La situation en Éthiopie atteint un niveau critique avec le déclenchement d’une guerre civile en novembre 2020, marquant une escalade dans les tensions régionales et ethniques. C’est le début d’une guerre meurtrière.
Une Guerre Civile Meurtrière
La guerre civile, débutée en novembre 2020, a été marquée par des revirements, des attaques, et des contre-attaques. Le nombre de morts de cette guerre est difficile à estimer du fait du confinement de la région du Tigré. En effet, il est très compliqué de se déplacer dans le pays et particulièrement au Nord, avec des contrôles routiers militaires nombreux. Cela limite donc le couvrement de l’actualité dans cette région par les journalistes. De plus, la coupure des télécommunications les empêche de vérifier toutes informations concernant le Tigré. Autrement dit, un voile entoure les événements meurtriers ayant lieu dans la région.
L’Union africaine a estimé à 600 000 le nombre de morts causés par la guerre civile. Une enquête a été lancée en 2021 par l’ONU pour de possibles crimes contre l’humanité. Elle n’est cependant pas reconduite en octobre 2023. Le dernier rapport de la Commission internationale d’experts sur les droits humains en Ethiopie (ICHREE) évoqué pourtant des : “meurtres de masse, actes de torture, siège imposé au Tigré, viols systématiques à grande échelle, profilage ethnique et expulsion forcée d’habitants de certaines régions”. Aujourd’hui plus d’un an après la signature des accords de paix, aucune justice n’a donc été faite pour les actes commis durant la guerre civile.
La Fin de la Guerre en Éthiopie ?
L’accord de paix signé fin 2022 est censé avoir mis fin à la guerre. La vérité est toute autre. L’accord signé entre les deux parties n’est pas respecté. Par exemple, les troupes érythréennes n’ont pas quitté le territoire éthiopien et notamment le Tigré. De fait, l’accord a été signé uniquement entre le gouvernement éthiopien et le FLPT, excluant le pouvoir érythréen, mais aussi les milices d’amhara des Fanos et l’Armée de libération oromo. Tous ces acteurs ont contribué à la guerre civile au Tigré, en tant qu’allié du gouvernement ethiopien contre les rebelles tigréens.
L’accord de paix a donc eu peu d’effets concrets, notamment, car il a exclu de nombreux acteurs investis dans la guerre. Le drame humanitaire s’est, lui, intensifié avec près de 400 000 personnes confrontées à la famine. La population tigréenne, privée d’aide alimentaire, souffre de malnutrition aiguë. En effet, le Programme alimentaire mondial (PAM) des Nations Unies a suspendu sa distribution de nourriture entre juin et décembre 2023 à cause d’un scandale, ayant mis au jour le détournement des aides par le gouvernement éthiopien. Pourtant, un quart de la population éthiopienne a besoin d’une assistance humanitaire, en faisant ainsi un des pays les plus nécessiteux sur ce plan. Ainsi, plus de deux millions de Tigréens sont menacés par la famine, qui risque également de toucher la région voisine de l’Amhara.

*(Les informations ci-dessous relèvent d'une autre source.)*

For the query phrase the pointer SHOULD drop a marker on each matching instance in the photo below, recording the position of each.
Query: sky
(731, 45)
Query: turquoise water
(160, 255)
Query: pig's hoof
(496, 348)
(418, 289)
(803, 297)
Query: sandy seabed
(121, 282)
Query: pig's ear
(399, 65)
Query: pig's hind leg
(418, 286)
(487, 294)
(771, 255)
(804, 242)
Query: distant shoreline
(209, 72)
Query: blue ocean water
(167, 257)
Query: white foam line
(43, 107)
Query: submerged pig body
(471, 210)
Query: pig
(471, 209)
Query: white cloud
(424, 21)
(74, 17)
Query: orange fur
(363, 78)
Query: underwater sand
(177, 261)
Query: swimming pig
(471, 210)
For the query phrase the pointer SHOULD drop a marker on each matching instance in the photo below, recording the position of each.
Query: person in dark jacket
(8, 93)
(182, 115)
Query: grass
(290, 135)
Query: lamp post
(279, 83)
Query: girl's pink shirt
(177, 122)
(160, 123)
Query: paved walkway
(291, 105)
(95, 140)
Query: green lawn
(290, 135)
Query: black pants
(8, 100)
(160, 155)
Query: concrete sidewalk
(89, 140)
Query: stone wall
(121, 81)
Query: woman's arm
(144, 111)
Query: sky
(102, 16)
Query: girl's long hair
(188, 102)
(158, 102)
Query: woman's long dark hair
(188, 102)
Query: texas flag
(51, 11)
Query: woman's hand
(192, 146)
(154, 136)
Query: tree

Question de la Guerre Éthiopienne dans la Communauté Internationale
Le prix Nobel de la paix attribué à Abiy Ahmed en 2018 pour l’accord de paix trouvé avec l’Erythrée avait été un vif espoir pour la communauté internationale, dans l’établissement d’une nouvelle démocratie stable en Afrique. Cela semble avoir perdu toute signification face à la guerre civile identitaire à laquelle le pays fait face. Abiy Ahmed, lauréat du prix Nobel de la paix est devenu chef de guerre.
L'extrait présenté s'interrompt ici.